ZURICH (Reuters) -Siemens will post lower-than-expected full-year sales growth, its Chief Financial Officer Ralf Thomas said in an interview published on Friday, although profits will not be harmed and its dividend could rise.
The German industrial group said in its last results on Aug. 8, that it expected full-year comparable revenue growth of 4% to 8%, although it was likely to be at the lower end of the range.
“In terms of sales growth, the trend is not towards 4%, but towards 3%,” Thomas told German newspaper Boersen-Zeitung.
Thomas was quoted as saying that profitability was “clearly at the level we announced” at Siemens, which is due to report its full-year results on Nov. 14.
Siemens previously said it was aiming for full-year earnings per share in a 10.40 euro to 11.00 euro ($11.63-$12.30) range.

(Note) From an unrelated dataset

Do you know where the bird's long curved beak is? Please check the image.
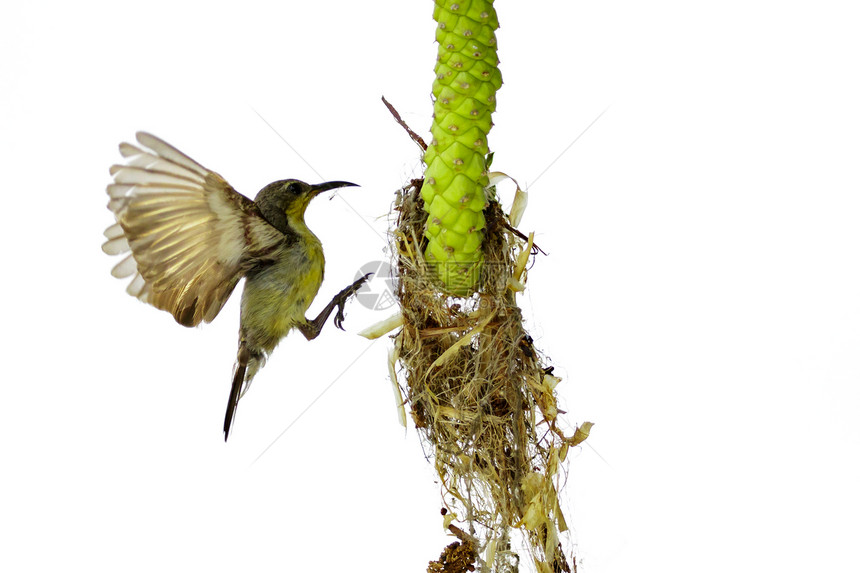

Although an overall weak economic situation was affecting Siemens, Thomas said it would “probably” raise its dividend.
The maker of industrial software and trains was being hit particularly by weak demand for factory automation in China, while Italy and Germany were also struggling.
“Automation really has to stretch itself to achieve its goals,” Thomas said. “The first half of the next financial year will continue to be a major challenge.”
It would take time for the latest Chinese economic stimulus to have an effect, said Thomas, and Siemens would focus more of its automation business on the U.S., where demand is growing.
“We have a lot of good ideas for the U.S,” Thomas said.